Gail stared up at him, and all the life went out of her face.
“Oh, surely!” she said with bitterness. “Surely! That’s right! We can’t afford it! I don’t know about you or the rest of the world, but I’m going to hate myself all the rest of my life!”
CHAPTER 6
Soames, remembering Rex, got two puppies for the children next morning. He was inside the cottage when Captain Moggs turned up. He watched Mal and Hod, outside on the lawn, playing with the two small dogs. Zani sat at a table indoors, drawing. Gail had shown her pictures of cities and provided her with paper and soft pencils. Zani grasped the idea immediately. She drew, without remarkable skill but with a certain pleasing directness. Now she drew a city while Gail hovered near.
“I reported to Washington of your willingness to work on the report, Mr. Soames,” said Captain Moggs with gratification. “Your status has been clarified. The papers are on the way here now.”
Soames started a little. From where he stood, he could watch Mal and Hod out of a window, and by turning his eyes he could see Zani. She could see nothing that went on where Mal cuddled one puppy, girl-fashion, while Hod played in quite another fashion with the other. The window was behind Zani.
Soames had not been too attentive. He realized it.
“What’s that, Captain?”
“Your status is clarified,” said Captain Moggs, authoritatively. “You have been appointed a civilian consultant. You had no official status before. The bookkeeping problem was serious. Now you have a civil service status, a rating, an assimilated rank and a security classification.”

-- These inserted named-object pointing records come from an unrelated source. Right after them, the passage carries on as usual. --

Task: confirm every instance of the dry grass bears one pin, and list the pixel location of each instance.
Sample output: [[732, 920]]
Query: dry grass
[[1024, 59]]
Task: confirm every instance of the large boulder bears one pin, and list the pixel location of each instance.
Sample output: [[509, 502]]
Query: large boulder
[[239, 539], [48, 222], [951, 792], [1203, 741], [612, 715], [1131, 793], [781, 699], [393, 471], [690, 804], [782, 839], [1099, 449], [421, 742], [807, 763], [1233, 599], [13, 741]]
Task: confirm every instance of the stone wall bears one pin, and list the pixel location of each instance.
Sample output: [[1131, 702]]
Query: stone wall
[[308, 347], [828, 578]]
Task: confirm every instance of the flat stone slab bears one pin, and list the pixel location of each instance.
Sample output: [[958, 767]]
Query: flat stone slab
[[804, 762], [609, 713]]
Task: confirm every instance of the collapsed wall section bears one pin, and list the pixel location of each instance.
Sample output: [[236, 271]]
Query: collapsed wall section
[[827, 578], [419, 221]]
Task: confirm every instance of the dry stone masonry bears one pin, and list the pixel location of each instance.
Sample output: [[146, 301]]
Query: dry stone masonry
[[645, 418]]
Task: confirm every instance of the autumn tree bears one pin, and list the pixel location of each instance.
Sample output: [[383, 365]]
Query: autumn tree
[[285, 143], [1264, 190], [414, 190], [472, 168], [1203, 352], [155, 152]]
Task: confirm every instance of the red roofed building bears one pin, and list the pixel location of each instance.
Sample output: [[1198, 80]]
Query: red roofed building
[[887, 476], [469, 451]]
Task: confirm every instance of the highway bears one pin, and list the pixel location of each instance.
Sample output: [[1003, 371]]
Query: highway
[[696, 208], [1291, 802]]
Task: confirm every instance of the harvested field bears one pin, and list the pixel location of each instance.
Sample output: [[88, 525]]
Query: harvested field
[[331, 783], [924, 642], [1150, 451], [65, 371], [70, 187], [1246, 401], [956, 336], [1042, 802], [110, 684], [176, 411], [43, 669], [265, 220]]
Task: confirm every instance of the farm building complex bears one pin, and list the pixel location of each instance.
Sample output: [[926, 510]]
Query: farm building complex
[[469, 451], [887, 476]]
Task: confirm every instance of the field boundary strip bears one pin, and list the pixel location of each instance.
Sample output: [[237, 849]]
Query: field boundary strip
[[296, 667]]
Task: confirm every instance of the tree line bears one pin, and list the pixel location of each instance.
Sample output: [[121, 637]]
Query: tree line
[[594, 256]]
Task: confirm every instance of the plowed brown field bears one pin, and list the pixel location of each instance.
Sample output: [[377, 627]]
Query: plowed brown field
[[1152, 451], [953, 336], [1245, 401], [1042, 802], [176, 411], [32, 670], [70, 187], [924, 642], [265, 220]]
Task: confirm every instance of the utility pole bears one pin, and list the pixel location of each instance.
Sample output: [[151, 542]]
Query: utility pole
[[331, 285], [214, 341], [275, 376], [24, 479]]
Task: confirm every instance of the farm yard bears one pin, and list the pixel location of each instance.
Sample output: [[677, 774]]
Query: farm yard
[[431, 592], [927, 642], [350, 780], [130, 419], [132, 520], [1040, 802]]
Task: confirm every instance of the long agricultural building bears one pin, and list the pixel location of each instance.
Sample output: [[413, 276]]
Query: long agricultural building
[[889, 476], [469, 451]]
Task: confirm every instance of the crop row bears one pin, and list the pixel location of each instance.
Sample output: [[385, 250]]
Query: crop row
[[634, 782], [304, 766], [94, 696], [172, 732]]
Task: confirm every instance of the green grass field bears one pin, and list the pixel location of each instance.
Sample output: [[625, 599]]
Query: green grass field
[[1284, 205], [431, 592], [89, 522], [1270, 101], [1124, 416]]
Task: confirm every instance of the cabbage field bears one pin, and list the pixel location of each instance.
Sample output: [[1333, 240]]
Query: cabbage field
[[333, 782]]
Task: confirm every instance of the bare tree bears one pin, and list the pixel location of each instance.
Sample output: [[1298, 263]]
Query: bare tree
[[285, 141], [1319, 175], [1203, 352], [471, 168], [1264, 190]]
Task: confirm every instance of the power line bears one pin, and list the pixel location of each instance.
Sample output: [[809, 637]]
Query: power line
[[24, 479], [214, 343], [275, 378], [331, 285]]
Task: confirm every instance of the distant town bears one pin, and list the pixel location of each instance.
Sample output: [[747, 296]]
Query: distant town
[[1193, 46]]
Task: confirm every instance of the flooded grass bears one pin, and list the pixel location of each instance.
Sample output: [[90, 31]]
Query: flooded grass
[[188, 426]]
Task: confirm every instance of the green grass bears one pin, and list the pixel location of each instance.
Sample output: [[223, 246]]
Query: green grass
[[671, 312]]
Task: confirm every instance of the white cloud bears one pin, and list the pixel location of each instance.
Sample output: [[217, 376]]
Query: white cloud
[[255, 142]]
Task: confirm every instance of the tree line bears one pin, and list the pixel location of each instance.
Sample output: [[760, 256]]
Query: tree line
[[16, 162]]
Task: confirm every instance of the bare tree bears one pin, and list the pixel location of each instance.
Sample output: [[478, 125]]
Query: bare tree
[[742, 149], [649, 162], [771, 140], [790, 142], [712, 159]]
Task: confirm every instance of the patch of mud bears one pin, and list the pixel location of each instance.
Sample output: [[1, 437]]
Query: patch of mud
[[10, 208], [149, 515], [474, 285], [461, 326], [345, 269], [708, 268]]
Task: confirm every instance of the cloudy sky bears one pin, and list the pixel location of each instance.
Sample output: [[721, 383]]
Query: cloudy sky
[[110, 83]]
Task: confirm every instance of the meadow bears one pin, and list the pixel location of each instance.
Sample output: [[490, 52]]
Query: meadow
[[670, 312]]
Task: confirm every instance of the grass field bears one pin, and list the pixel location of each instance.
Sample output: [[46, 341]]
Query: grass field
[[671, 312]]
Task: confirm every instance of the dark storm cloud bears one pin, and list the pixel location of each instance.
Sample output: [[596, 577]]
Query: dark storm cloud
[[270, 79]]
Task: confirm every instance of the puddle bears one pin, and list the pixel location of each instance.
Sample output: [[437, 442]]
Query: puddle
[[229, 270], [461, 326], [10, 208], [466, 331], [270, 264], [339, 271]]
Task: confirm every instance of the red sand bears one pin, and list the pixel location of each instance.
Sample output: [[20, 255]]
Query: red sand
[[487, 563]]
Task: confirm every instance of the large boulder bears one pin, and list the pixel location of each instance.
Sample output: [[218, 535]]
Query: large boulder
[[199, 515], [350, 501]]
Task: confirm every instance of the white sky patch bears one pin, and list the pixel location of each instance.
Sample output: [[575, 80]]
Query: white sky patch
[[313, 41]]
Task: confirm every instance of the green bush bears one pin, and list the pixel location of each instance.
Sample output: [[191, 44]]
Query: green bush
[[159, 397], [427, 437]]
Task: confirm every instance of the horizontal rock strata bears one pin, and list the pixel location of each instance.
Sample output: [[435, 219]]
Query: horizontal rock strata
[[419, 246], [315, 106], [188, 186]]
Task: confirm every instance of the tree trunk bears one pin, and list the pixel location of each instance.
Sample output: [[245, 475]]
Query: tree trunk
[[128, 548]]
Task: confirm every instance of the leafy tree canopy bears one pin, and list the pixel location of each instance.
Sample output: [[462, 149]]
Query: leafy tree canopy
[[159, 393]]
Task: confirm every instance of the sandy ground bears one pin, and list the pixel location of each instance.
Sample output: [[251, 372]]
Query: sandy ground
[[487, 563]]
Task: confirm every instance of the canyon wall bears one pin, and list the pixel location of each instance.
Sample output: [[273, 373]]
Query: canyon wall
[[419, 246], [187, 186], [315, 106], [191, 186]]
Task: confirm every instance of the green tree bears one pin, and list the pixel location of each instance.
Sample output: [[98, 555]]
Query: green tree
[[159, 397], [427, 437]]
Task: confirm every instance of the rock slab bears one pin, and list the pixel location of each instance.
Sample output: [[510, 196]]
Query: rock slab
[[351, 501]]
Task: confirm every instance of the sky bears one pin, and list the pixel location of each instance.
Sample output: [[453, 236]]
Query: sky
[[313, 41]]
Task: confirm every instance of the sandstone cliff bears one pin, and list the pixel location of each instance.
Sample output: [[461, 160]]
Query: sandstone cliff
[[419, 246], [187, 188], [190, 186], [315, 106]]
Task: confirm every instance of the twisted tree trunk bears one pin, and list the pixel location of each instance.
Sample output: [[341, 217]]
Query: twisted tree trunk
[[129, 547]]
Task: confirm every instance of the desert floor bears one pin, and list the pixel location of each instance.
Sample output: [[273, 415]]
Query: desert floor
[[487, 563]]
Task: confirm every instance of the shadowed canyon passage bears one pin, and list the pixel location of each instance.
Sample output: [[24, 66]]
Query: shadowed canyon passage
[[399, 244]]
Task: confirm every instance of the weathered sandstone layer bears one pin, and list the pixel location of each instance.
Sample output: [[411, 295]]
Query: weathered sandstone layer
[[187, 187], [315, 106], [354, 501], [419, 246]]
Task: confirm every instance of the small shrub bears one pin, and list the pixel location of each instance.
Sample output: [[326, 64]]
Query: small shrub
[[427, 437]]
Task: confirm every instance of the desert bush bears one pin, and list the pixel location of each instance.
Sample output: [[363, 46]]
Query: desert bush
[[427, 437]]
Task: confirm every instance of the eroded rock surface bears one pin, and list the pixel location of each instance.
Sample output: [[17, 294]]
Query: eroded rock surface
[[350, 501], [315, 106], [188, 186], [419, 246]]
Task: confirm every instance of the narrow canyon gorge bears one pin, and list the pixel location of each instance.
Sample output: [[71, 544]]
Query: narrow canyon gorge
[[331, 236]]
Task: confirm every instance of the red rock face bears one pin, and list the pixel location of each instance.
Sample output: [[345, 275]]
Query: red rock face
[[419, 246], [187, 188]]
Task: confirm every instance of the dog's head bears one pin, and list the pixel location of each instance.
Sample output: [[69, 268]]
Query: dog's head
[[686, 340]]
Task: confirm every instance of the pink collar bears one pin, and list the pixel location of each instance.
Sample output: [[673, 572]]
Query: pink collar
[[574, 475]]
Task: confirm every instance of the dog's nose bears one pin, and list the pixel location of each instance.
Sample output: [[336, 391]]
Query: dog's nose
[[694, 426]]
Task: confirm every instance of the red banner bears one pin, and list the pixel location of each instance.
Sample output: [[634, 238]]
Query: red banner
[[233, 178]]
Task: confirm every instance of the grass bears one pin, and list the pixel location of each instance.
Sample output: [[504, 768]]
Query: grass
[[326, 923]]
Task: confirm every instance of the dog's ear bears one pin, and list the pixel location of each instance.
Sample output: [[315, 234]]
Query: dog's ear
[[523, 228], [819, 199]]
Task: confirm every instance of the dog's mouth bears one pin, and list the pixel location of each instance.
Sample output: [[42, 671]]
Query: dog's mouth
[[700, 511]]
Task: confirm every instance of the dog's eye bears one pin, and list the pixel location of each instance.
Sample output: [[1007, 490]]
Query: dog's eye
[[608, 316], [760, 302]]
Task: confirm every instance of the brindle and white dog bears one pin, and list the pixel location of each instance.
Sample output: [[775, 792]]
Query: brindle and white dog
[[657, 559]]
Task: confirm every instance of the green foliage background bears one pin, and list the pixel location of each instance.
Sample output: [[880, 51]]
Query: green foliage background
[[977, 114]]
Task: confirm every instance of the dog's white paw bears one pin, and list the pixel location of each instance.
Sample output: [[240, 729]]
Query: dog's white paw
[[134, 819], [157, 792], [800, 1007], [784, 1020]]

Soames turned again to watch the children out-of-doors. Fran came around from the back of the cottage. He carried something in his hands. It was a white rabbit. He’d brought it to show Mal and Hod. They put down the puppies and gazed at it in amazement, stroking its fur and talking inaudibly.
Soames looked swiftly at Zani. Her pencil had ceased to make strokes upon the paper. She had the expression of someone watching absorbedly, though her eyes were on the paper before her.
Gail stirred, and Soames made a gesture to her. Puzzled, she came to his side. He said quietly:
“Watch the kids outside and Zani at the same time.”
Fran retrieved the rabbit and went away with it, to give it back to its owners
. Zani returned to her drawing. The two children outside went back to the puppies. One small dog sprawled triumphantly over the other with an expression of bland amiability on his face. For no reason at all, he began to chew meditatively on the other puppy’s ear. His victim protested with no indignation at all.
* * * *
Zani, with her back to the scene, giggled to herself. The two children outdoors separated the puppies to play with them again, individually.
“Zani knew,” said Soames under his breath. “She knew what the others saw.”
“It happens all the time,” said Gail in a similar low tone. “I’ve noticed, since you pointed it out. But they aren’t telepaths! They talk to each other constantly. If they were telepaths they wouldn’t need to.”
Captain Moggs exclaimed. She’d gone to look at Zani’s drawing:
“Really, Gail, the child draws very nicely! But do you think she should waste time on pictures like this, when it’s so important that she and the others learn English?”
Gail said quietly:
“She’s drawing pictures of her own world. That’s a city like her people build. I thought it would be a good idea to get such pictures from her.”
Gail went to look at the drawing, at which Zani labored with a young girl’s complacent absorption in something she knows will be approved by a grown-up when it’s done. With a gesture, Gail invited Soames to look. He did.
Zani had drawn the sky-line of a city, but it was an odd one. There were tall buildings, but their walls were draping, catenary curves. There were splendid towers and soaring highways,which leaped across emptiness to magnificent landings. There were groups of structures with no straight line visible anywhere.